Self-learning Chess Bot Using Monte Carlo Tree Search Technique
摘要
Chess is a classic testbed for AI research, offering complex strategic and tactical challenges. In the modern day, the most commonly used chess bots are ones that rely on predefined strategies or expertise of humans relying on a brute-force method to come to the right decision. This paper explores the advantages and possibilities in creating a chess bot that can learn autonomously, through a repeated reward and punishment system implemented through reinforcement learning. The usage of reinforcement learning allows the bot to move in more complex format and react to the movement of its opponent intuitively. This is being achieved through the usage of Monte Carlo Tree Search (MCTS) integrated with a neural network. This paper aims to use the advantages reinforcement learning and the nuances of game theory to develop an intelligent self-learning chess bot. The proposed system involves two major steps: self-play to generate training data and continuous model updates using reinforcement learning.
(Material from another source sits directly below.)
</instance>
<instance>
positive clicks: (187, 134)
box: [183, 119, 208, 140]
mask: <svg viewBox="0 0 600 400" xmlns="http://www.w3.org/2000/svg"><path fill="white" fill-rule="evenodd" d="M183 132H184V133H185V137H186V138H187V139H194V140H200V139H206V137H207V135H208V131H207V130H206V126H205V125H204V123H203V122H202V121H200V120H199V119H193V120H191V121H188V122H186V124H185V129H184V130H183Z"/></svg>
The chess board states and game outcomes from self-play act as the dataset, helping the bot refine its move selection over time. The evaluation metric is the bot’s ELO rating, measuring its performance improvement against top-level chess engines and tracking its progression to superhuman play. The bot’s estimated Elo rating increased from 1200 to 1350 over the span of five thousand games played independently. Subsequently, the bot’s success rate increased to 65 from 25%.